UN AUTRE REGARD SUR LA MODERNITE OCCIDENTALE (PARTIE V).

Emmanuel Todd : Qu'est-ce que l'Occident? (2/2).



Dans la suite du chapitre «Qu’est-ce que l’Occident?», dont l'extrait suit, Emmanuel Todd met en lumière le processus irréversible de décomposition sociale et politique en Occident ainsi que ses profonds ressorts sous-jacents. Bonne lecture !

Un processus non réversible

La nouvelle stratification éducative1 a bel et bien créé des éduqués supérieurs qui méprisent les éduqués de niveau primaire et secondaire, lesquels, en retour, se méfient d'eux. La dégénérescence des démocraties libérales ne se résume pas, toutefois, à une guerre du haut de la société contre le bas. En association étroite avec la hausse massive du niveau de vie, la stratification éducative a fait exploser croyances et forces collectives. Au-delà de l'opposition entre populisme et élitisme, on peut saisir un phénomène d'atomisation sociale, de pulvérisation des identités, qui touche tous les niveaux de la société.

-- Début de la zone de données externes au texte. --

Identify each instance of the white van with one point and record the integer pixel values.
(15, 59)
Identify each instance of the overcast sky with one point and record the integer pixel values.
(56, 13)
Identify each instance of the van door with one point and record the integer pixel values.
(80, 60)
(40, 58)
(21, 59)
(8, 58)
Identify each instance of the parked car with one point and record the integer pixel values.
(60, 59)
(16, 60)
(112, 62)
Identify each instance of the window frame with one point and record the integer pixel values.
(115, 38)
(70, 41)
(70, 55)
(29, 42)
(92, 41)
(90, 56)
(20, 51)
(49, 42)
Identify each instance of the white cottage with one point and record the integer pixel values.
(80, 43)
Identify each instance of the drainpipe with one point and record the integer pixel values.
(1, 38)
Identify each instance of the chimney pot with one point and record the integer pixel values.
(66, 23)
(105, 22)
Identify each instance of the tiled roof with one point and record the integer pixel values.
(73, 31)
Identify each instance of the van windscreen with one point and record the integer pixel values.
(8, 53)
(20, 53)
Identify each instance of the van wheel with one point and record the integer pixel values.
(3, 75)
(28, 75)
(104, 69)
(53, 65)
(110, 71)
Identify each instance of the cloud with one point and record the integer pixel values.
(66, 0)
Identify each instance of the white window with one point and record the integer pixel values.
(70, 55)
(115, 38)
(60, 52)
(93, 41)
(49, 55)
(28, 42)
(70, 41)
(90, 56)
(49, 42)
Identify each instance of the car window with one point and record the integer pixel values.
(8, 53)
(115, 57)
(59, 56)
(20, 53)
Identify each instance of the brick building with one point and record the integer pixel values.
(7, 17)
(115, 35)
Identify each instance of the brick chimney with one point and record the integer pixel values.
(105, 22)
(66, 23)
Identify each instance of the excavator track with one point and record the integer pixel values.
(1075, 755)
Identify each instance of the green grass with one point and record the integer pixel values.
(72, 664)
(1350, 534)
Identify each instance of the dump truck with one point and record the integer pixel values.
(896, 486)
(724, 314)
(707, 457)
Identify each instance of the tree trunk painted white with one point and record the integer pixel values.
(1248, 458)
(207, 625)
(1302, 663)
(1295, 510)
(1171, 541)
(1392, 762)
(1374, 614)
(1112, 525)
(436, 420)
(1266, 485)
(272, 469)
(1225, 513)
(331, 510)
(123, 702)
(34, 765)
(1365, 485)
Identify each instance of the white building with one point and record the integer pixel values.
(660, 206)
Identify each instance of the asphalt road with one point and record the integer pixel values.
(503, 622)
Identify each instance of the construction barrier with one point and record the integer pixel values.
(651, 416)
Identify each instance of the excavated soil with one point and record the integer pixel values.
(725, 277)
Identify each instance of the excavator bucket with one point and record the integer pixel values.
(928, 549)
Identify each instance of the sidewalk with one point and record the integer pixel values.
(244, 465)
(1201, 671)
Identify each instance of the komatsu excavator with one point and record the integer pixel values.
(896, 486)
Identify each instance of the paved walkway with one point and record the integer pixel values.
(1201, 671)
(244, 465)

L'auteur qui me parait avoir le mieux senti et décrit cette décomposition en politique est Peter Mair, dans Ruling the Void2. L'une de ses intuitions les plus intéressantes est que, dans une situation d'atomisation générale, de vide, l'État monte en puissance. C'est logique. Si la société se décompose en individus, l'appareil d'Etat prend une importance particulière.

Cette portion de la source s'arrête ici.